And then I thinks, suppose she IS ketched at it? What of it? Ain't a woman got a right to come into her own house with her own door key, even if they is a quarantine onto it, and see her kids? And if she is ketched seeing them, how would any one know she was going to run off? And ain't she got a right to have a friend of hern and her husband's bring her over from her mother's house, even if it is a little late?

Then I seen she wasn't taking no great risks neither, and I thinks mebby I better go and tell that perfessor what is going on, fur he has treated me purty white. And then I thinks: "I'll be gosh-derned if I meddle. So fur as I can see that there perfessor ain't getting fur from what's coming to him, nohow. And as fur HER, you got to let some people find out what they want fur theirselves. Anyhow, where do I come in at?"

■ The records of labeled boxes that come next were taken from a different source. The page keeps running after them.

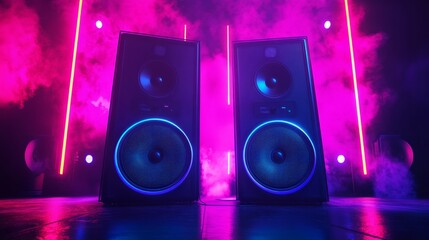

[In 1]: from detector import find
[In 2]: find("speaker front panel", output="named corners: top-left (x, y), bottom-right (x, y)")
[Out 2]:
top-left (100, 32), bottom-right (199, 204)
top-left (234, 38), bottom-right (328, 203)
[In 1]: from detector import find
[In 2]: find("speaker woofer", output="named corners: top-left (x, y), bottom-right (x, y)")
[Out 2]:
top-left (115, 118), bottom-right (193, 195)
top-left (256, 63), bottom-right (292, 98)
top-left (243, 120), bottom-right (316, 194)
top-left (139, 61), bottom-right (176, 98)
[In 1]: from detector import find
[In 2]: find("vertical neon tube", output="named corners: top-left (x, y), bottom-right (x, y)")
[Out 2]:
top-left (183, 24), bottom-right (188, 41)
top-left (226, 25), bottom-right (231, 106)
top-left (60, 0), bottom-right (83, 175)
top-left (227, 151), bottom-right (231, 175)
top-left (344, 0), bottom-right (368, 175)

But I want to get a look at her and Henry, anyhow. So I eases off my shoes, careful-like, and I eases acrost the floor to them sliding doors, and I puts my eye down to the little crack. The talk is going backward and forward between them two, him wanting her to come away quick, and her undecided whether to risk seeing the kids. And all the time she's kind o' hoping mebby she will be ketched if she tries to see the kids, and she's begging off fur more time ginerally.

Well, sir, I didn't blame that musician feller none when I seen her. She was a peach.

And I couldn't blame her so much, neither, when I thought of Miss Estelle and all them scientifics of the perfessor's strung out fur years and years world without end.

Yet, when I seen the man, I sort o' wished she wouldn't. I seen right off that Henry wouldn't do. It takes a man with a lot of gumption to keep a woman feeling good and not sorry fur doing it when he's married to her. But it takes a man with twicet as much to make her feel right when they ain't married. This feller wears one of them little, brown, pointed beards fur to hide where his chin ain't. And his eyes is too much like a woman's. Which is the kind that gets the biggest piece of pie at the lunch counter and fergits to thank the girl as cuts it big. She was setting in front of a table, twisting her fingers together, and he was walking up and down. I seen he was mad and trying not to show it, and I seen he was scared of the smallpox and trying not to show that, too. And jest about that time something happened that kind o' jolted me.

They was one of them big chairs in the room where they was that has got a high back and spins around on itself. It was right acrost from me, on the other side of the room, and it was facing the front window, which was a bow window. And that there chair begins to turn, slow and easy. First I thought she wasn't turning. Then I seen she was. But Jane and Henry didn't. They was all took up with each other in the middle of the room, with their backs to it.

Henry is a-begging of Jane, and she turns a little more, that chair does. Will she squeak, I wonders?

"Don't you be a fool, Jane," says the Henry feller.

Around she comes three hull inches, that there chair, and nary a squeak.